New York—The largest-ever study of birth defects in babies exposed to lithium found an elevated risk of major congenital malformations in fetuses after first-trimester exposure to the mental health drug.
The report, published online by The Lancet Psychiatry, revealed that 7.4% of babies exposed to lithium during the first trimester experienced major malformations, versus 4.3% of those in the unexposed group.
A study team led by researchers from the Mount Sinai School of Medicine pointed out that, at the same time, the risk of neonatal hospital readmission was nearly doubled in lithium-exposed babies compared to the unexposed group—27.5% compared to 14.3%.
On the other hand, they reported, lithium exposure was not associated with pregnancy complications or other delivery outcomes, such as preeclampsia, preterm birth, gestational diabetes, or low birthweight.
Not all of the news was bad, however.
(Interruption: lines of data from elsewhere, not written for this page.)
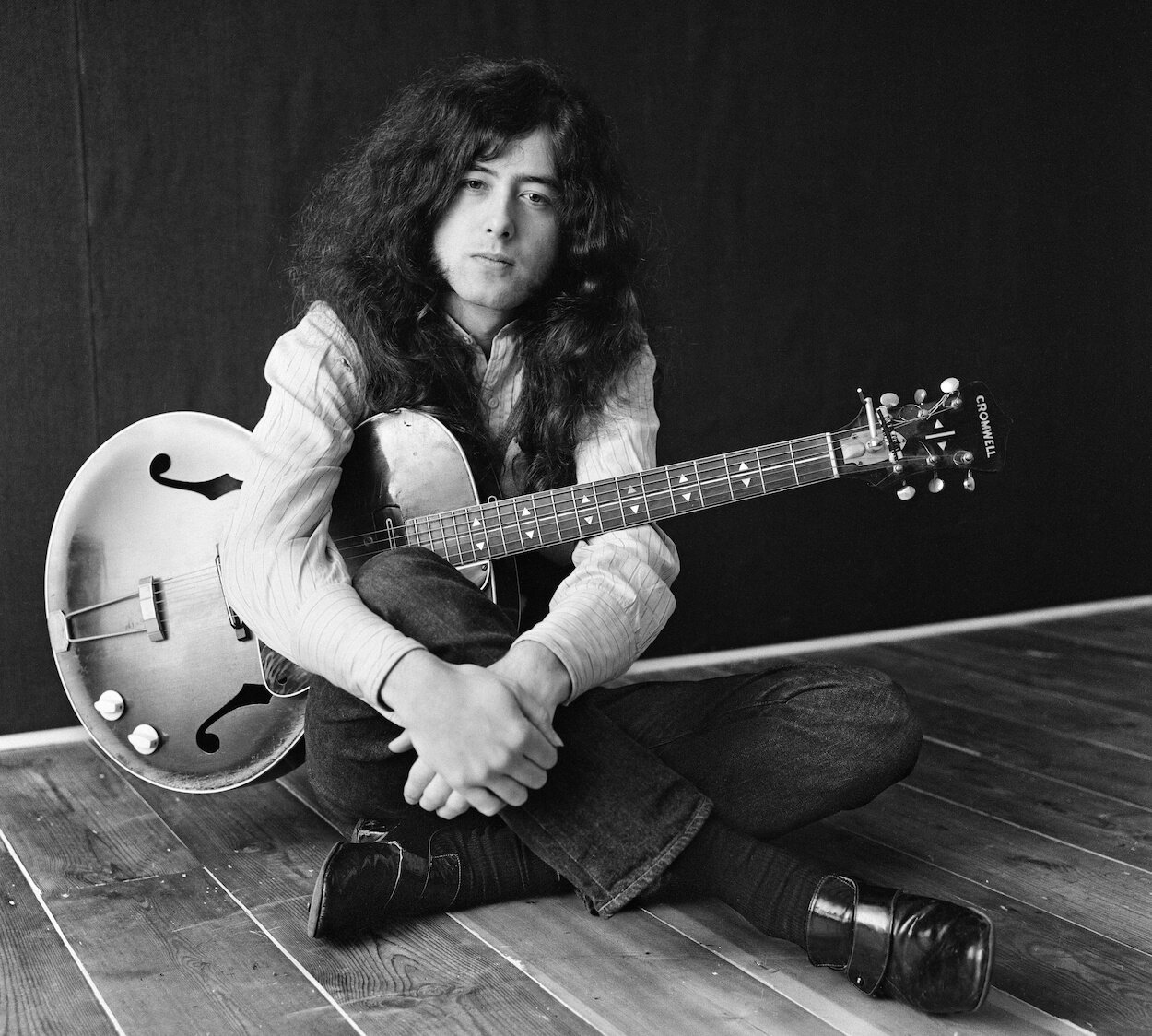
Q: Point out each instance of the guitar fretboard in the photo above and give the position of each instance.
(517, 524)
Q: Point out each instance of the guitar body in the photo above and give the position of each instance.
(174, 687)
(151, 505)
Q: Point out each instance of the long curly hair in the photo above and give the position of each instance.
(364, 245)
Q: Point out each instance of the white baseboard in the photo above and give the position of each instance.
(885, 636)
(64, 736)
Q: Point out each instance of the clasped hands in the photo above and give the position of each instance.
(483, 736)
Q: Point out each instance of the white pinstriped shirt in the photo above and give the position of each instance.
(285, 578)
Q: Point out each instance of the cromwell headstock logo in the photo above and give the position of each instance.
(990, 442)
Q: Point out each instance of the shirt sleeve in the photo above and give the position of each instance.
(618, 596)
(281, 573)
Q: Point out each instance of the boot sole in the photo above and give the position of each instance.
(316, 908)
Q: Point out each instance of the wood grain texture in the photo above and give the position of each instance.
(1095, 822)
(427, 975)
(164, 945)
(41, 989)
(631, 975)
(829, 995)
(1031, 800)
(77, 823)
(1059, 966)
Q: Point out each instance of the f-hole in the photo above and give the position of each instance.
(211, 488)
(250, 694)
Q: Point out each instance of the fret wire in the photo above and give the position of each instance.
(469, 516)
(508, 510)
(443, 538)
(492, 511)
(620, 500)
(556, 518)
(454, 518)
(535, 521)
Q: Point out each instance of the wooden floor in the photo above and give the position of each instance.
(132, 910)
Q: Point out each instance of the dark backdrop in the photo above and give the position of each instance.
(842, 194)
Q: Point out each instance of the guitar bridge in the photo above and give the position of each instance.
(234, 620)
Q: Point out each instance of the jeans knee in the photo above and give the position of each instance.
(897, 728)
(392, 581)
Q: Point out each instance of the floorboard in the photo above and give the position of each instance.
(54, 994)
(133, 910)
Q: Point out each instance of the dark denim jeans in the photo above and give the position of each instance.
(641, 767)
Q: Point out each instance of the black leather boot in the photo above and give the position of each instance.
(932, 954)
(364, 884)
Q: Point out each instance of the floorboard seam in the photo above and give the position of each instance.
(1037, 773)
(300, 967)
(986, 887)
(1053, 838)
(600, 1025)
(60, 933)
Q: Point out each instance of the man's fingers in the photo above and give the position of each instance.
(454, 806)
(436, 795)
(401, 745)
(508, 791)
(419, 776)
(484, 801)
(539, 749)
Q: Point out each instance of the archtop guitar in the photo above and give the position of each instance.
(174, 687)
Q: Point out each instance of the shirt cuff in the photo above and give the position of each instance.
(348, 644)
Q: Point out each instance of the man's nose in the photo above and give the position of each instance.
(499, 220)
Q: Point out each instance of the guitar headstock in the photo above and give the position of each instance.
(963, 431)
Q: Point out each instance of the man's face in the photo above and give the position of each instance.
(499, 239)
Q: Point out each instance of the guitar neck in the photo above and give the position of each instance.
(519, 524)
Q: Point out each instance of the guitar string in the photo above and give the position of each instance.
(768, 457)
(815, 451)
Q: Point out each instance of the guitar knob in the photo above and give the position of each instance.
(111, 705)
(146, 739)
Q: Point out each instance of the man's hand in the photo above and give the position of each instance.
(484, 736)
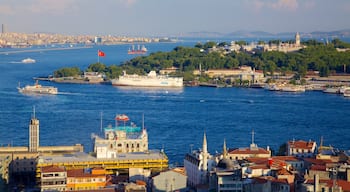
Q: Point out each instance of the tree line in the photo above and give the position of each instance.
(317, 56)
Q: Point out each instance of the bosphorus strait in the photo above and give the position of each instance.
(174, 118)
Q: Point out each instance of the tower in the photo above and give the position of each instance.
(3, 28)
(205, 153)
(297, 39)
(224, 150)
(34, 133)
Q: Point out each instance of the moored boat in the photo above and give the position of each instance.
(28, 60)
(292, 88)
(150, 80)
(346, 92)
(139, 50)
(37, 89)
(335, 90)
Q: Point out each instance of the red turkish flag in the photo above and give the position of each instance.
(100, 53)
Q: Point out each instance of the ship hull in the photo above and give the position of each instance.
(178, 82)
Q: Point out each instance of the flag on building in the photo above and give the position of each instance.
(101, 53)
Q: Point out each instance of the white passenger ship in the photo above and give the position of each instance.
(150, 80)
(37, 89)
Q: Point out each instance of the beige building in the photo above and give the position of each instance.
(20, 162)
(301, 148)
(252, 151)
(123, 138)
(53, 178)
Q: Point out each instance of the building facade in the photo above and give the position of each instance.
(122, 138)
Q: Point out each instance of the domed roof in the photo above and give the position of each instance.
(226, 164)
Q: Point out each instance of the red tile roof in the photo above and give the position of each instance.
(81, 173)
(318, 167)
(345, 185)
(50, 169)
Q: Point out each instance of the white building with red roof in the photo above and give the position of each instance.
(252, 151)
(301, 148)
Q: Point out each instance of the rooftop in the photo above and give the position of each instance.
(83, 157)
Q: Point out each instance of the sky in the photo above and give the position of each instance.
(172, 17)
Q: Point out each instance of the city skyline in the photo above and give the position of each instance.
(166, 18)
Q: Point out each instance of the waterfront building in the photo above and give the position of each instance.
(123, 138)
(3, 28)
(243, 73)
(227, 174)
(34, 134)
(301, 148)
(286, 47)
(21, 161)
(93, 77)
(97, 40)
(168, 70)
(171, 180)
(53, 178)
(252, 151)
(198, 164)
(86, 179)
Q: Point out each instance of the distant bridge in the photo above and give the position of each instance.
(41, 50)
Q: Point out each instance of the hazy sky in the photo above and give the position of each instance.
(172, 17)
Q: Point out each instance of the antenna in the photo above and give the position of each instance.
(101, 125)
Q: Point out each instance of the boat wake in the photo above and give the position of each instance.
(68, 93)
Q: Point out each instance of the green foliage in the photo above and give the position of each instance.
(316, 56)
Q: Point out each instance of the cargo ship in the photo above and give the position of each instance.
(150, 80)
(37, 89)
(139, 50)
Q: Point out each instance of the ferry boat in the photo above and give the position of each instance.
(292, 88)
(150, 80)
(28, 60)
(346, 92)
(37, 89)
(142, 50)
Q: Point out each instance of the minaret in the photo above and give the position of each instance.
(34, 133)
(297, 39)
(205, 153)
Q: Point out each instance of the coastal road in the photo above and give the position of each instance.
(41, 50)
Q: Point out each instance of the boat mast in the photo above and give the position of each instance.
(143, 121)
(101, 113)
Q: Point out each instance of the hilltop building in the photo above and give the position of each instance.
(286, 47)
(197, 165)
(301, 148)
(19, 164)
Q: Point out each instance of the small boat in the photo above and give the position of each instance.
(346, 92)
(292, 88)
(37, 89)
(122, 118)
(335, 90)
(28, 60)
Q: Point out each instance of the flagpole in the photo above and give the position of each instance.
(98, 56)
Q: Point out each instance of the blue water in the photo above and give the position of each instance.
(175, 118)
Researchers emphasized that the risk of birth defects in lithium-exposed infants was found to be lower than previously thought based on much smaller studies.
“Women should be informed on malformation risk in first-trimester exposed infants, but also about very high relapse risks for mental illness both during pregnancy and during the postpartum period,” suggested the study’s senior author, Veerle Bergink, MD, PhD. “Given the well-documented effectiveness of lithium in reducing relapse in the perinatal period, some important clinical considerations are either to continue lithium in a lower dose during the first trimester or to restart lithium after the first trimester or immediately postpartum.”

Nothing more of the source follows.